Where there's a rainbow, can a greenhouse be far behind? Carsten Holler's "Solandra Greenhouse" (shown) is what it sounds like -- a glass house loaded with plants. The piece, by the Belgian-born artist who is also a biologist is sited in a sunny hallway and replete with Solandra maxima vines that throw off "pheromones capable of inducing amorous feelings." There are also green flashing strobe lights and grow lights and Holler who lives Sweden is obsessed with human emotion and human interaction. As the plants grow and emit more pheromones it might be possible to get a whiff and fall in love with someone or something with you in the space. As it was when I walked through it smelled a whole lot better than Frank's Nursery and I kind of liked it.



Libby and I both scratched our heads at Rachel Harrison's sculptures. Harrison, who also has a suite of photographs situated on the walls surrounding her 3-D works, would have been better served if the photos had been separated from the 3-D works. Their close placement together caused more confusion than necessary as I, for one, kept trying to piece together a narrative of sorts that linked the two.
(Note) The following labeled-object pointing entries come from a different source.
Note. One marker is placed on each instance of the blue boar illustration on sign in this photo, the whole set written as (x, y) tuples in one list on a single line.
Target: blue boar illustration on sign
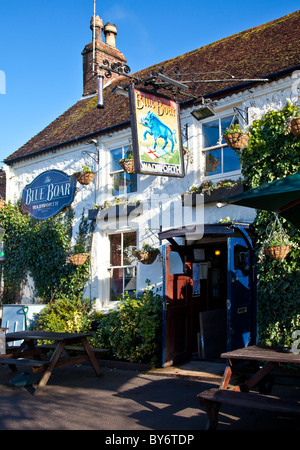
[(158, 130)]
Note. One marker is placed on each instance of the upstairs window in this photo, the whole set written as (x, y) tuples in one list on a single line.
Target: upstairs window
[(122, 183), (219, 158), (122, 264)]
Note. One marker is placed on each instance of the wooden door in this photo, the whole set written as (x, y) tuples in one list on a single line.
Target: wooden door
[(177, 315)]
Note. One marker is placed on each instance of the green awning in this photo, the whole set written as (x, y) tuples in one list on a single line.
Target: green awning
[(281, 196)]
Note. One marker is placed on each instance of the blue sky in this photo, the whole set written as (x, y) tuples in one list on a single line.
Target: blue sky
[(41, 43)]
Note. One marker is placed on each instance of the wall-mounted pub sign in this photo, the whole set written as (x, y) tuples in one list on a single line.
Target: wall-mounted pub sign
[(48, 194), (156, 134)]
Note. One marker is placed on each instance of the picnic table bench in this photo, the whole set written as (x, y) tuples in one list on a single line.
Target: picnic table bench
[(241, 395), (29, 353)]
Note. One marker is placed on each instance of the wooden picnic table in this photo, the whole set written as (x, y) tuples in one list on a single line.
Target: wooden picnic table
[(266, 360), (30, 352)]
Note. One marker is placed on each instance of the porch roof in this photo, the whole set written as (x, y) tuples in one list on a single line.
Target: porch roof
[(196, 232)]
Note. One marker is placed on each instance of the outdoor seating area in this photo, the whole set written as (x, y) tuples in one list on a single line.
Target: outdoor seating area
[(32, 353), (242, 395)]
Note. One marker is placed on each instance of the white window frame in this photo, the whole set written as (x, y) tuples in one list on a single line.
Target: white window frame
[(221, 175), (111, 267)]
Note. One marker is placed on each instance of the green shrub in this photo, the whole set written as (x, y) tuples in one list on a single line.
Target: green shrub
[(134, 331), (65, 315)]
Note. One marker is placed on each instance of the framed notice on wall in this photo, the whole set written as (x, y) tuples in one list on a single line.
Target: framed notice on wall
[(156, 134)]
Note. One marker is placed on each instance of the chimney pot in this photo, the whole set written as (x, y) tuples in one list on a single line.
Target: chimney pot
[(98, 28), (110, 32)]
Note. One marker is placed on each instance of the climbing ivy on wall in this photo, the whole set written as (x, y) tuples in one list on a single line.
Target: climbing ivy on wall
[(40, 249), (273, 153)]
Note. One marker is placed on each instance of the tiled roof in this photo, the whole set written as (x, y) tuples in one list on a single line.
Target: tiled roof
[(272, 48)]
Because the photos deal with belief systems (they show religious devotees touching the window of a house where an apparition of the Virgin Mary had appeared I read belief system into the sculptures as well. Whether or not that's right, I couldn't avoid the interpretation due to the photos. The sculptures, which involve colorful blobs sitting atop a house or a set of steps, or in one case a box atop a tower made of styrofoam, seemed to refer to belief systems, the blobs being the belief, the house or steps the system. (shown is "Marathon Station" which shows a man placing money in a soda machine and waiting for the can to descend...belief system at work?)


Off the Charts


I left the most disturbing piece in the show for the last, John Bock's sculptural environment used in his filmed performance "Meechfever" which plays somewhere in the big museum. (I'm sorry we didn't get to see it.) Like Paul McCarthy, Bock's work registers high on the nasty scale. The work has an entryway with carpets and a glass vitrine holding Bertolt Brecht's fingernails. It's downhill from there on in. You descend into a world of mad, inwardness that's like the sanctum sanctorum of a scientist who can't deal with the external world any more and is living in lies, dreams, and memories, constructing a monstrous thing in the straw-filled attic. (image--somebody said it was an airplane; Libby said it was Frankenstein; I agree with Libby -- it's mad science)
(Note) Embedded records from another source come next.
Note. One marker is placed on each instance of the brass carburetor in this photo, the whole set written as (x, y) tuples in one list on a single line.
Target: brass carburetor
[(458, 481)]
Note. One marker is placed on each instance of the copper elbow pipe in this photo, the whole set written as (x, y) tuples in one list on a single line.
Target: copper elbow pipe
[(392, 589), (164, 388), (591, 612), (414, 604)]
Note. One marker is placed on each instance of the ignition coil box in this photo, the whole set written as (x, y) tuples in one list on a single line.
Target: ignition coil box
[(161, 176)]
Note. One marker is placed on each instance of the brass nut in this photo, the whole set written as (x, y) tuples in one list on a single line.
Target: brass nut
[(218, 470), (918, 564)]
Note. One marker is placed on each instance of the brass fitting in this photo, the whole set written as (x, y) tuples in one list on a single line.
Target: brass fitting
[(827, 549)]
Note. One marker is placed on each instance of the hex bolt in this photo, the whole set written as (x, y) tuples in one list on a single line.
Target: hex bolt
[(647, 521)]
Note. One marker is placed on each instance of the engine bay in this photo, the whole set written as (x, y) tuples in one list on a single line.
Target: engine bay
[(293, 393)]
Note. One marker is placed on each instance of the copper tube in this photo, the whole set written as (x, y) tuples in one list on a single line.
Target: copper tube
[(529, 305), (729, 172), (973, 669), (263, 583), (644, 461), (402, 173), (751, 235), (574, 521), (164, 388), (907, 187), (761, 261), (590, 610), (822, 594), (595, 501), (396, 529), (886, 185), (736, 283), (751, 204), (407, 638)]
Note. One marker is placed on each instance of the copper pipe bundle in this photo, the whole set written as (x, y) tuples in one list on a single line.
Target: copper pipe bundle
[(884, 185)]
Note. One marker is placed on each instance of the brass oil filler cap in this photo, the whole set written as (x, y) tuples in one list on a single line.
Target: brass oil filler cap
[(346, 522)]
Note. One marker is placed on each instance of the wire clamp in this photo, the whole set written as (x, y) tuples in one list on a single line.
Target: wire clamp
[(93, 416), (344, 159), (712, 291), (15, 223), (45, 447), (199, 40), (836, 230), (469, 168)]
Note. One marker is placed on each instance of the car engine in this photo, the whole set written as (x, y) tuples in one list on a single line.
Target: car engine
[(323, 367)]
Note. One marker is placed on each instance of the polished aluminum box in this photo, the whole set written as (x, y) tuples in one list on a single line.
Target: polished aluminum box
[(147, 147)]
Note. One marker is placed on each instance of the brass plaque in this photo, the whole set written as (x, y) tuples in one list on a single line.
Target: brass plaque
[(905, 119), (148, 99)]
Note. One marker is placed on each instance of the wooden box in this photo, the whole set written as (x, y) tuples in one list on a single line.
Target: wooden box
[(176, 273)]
I interpreted this difficult, Halloweenish piece as a condemnation of isolationism in all its personal, national and international meanings. It was hard to look at but I admired its passion.
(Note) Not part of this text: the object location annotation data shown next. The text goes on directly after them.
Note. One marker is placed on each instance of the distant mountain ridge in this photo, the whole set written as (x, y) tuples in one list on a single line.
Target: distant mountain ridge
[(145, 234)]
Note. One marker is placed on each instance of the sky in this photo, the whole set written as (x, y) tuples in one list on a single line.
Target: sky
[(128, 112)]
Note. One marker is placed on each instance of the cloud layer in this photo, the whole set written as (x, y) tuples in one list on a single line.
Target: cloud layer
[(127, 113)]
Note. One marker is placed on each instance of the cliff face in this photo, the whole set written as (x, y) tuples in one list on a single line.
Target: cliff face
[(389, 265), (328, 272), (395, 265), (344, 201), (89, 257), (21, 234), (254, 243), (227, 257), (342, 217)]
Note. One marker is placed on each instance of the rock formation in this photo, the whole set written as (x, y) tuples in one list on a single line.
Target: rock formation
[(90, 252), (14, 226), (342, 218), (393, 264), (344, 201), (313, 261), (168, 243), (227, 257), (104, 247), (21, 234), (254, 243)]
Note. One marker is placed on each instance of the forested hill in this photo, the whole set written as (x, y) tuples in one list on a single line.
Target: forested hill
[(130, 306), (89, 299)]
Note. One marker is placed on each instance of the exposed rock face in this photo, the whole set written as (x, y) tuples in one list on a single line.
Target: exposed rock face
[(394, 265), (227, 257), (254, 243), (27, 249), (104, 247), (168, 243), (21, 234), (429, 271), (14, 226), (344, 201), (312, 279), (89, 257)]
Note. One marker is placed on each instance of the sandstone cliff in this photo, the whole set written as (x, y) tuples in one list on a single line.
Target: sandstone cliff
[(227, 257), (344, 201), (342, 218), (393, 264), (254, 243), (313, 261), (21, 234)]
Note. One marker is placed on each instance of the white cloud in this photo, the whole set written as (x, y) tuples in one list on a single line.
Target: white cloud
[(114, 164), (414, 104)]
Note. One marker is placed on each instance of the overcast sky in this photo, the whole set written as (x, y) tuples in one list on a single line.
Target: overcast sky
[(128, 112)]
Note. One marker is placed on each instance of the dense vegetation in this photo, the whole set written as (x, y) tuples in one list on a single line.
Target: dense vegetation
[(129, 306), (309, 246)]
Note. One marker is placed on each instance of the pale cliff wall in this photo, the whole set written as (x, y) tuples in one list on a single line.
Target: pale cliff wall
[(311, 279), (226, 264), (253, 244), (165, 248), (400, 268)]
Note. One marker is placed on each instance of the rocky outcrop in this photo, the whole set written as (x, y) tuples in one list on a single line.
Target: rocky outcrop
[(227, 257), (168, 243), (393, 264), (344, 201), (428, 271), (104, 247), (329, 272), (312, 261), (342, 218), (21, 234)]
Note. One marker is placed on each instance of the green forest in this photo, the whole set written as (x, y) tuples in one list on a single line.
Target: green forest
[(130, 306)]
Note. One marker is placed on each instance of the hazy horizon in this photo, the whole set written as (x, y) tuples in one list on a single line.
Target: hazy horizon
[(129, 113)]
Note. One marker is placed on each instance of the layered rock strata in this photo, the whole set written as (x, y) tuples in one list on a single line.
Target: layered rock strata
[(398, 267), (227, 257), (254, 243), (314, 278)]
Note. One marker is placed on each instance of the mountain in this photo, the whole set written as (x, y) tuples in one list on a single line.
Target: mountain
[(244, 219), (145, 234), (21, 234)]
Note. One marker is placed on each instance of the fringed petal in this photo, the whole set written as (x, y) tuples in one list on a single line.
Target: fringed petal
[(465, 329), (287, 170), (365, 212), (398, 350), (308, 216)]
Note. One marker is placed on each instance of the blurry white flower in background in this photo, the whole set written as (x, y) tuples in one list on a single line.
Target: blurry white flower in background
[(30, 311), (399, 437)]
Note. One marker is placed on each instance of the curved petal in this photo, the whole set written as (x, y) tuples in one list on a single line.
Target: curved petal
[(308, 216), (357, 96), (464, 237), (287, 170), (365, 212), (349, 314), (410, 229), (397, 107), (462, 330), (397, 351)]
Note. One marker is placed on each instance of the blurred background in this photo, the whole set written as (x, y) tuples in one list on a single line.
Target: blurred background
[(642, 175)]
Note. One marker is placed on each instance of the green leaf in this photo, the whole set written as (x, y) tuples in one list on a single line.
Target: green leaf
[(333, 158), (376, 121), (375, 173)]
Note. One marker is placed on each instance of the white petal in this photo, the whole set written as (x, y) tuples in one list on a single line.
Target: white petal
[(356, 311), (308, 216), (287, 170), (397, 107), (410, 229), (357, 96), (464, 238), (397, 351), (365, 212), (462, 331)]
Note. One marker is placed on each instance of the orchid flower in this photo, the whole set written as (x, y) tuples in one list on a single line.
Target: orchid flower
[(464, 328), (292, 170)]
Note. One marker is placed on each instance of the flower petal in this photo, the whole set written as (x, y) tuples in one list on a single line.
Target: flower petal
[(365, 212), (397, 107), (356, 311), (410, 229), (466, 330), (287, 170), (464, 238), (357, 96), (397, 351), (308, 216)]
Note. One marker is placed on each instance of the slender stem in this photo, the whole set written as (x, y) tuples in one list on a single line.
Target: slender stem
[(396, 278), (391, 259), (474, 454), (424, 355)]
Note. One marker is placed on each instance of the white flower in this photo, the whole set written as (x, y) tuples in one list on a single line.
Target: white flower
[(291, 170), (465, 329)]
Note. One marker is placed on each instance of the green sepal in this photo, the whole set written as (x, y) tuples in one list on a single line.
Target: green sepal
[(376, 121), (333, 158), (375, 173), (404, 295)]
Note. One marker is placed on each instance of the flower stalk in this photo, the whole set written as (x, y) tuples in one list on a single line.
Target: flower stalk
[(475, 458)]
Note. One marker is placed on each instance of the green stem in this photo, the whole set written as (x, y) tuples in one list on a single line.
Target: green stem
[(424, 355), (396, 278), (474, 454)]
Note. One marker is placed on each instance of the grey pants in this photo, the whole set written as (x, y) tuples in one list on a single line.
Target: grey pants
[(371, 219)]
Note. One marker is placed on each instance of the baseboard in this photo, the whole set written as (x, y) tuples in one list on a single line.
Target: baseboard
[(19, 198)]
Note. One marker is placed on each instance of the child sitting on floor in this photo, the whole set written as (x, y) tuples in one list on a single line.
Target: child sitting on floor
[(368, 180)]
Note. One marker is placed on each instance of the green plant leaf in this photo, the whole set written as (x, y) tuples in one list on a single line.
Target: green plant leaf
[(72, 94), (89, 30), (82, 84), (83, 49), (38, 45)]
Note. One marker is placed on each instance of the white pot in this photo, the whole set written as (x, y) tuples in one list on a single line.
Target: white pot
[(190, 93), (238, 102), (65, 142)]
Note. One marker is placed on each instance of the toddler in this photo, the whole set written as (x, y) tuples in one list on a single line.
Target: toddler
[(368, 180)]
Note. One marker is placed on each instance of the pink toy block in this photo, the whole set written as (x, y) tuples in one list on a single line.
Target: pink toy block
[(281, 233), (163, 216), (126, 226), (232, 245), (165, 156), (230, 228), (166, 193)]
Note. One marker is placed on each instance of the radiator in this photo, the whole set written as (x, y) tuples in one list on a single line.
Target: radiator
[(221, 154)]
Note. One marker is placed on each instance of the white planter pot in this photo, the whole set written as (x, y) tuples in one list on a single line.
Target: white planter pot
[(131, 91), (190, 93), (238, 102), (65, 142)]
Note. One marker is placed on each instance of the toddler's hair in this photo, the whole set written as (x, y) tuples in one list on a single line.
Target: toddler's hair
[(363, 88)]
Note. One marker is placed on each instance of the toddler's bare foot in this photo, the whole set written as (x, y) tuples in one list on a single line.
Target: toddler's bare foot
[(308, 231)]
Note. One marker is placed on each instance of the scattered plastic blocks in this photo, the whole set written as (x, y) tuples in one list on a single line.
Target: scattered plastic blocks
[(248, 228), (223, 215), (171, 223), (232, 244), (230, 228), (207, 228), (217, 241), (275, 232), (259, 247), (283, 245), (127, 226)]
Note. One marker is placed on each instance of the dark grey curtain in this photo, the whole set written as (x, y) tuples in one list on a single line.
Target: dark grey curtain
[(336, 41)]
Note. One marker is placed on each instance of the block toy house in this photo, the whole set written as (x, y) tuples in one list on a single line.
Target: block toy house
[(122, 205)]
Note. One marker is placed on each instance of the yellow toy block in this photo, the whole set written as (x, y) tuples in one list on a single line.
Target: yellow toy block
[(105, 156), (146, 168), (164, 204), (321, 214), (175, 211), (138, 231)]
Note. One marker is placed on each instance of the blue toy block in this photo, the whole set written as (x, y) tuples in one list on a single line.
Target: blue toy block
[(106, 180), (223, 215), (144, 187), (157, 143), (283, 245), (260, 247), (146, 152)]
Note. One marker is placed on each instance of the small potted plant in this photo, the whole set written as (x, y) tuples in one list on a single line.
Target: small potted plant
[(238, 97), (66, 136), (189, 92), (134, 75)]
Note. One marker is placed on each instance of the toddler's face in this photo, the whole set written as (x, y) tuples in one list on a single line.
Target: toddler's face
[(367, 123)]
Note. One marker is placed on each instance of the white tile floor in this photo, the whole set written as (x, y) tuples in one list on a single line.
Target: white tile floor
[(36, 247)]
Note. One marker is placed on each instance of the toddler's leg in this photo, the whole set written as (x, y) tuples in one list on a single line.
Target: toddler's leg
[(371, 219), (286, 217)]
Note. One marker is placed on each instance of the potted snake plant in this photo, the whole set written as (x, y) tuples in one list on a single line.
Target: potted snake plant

In sum, objects, objects, objects are singing in this show. And installations like Holler's and Bock's are the exception, not the norm. In all cases, the works had much to say for themselves and I was happy to be all eyes and ears.

Comments? Let us know. 

Carnegie people

 

Maybe it happens with all triennials. They rolled out the red carpet (top image). And the red flowers, the red swag and the top hatted door men -- all for us! No biggie, we had our red carpet stroll and felt no different than if we had been going in the service entrance. (Well, maybe a little different.)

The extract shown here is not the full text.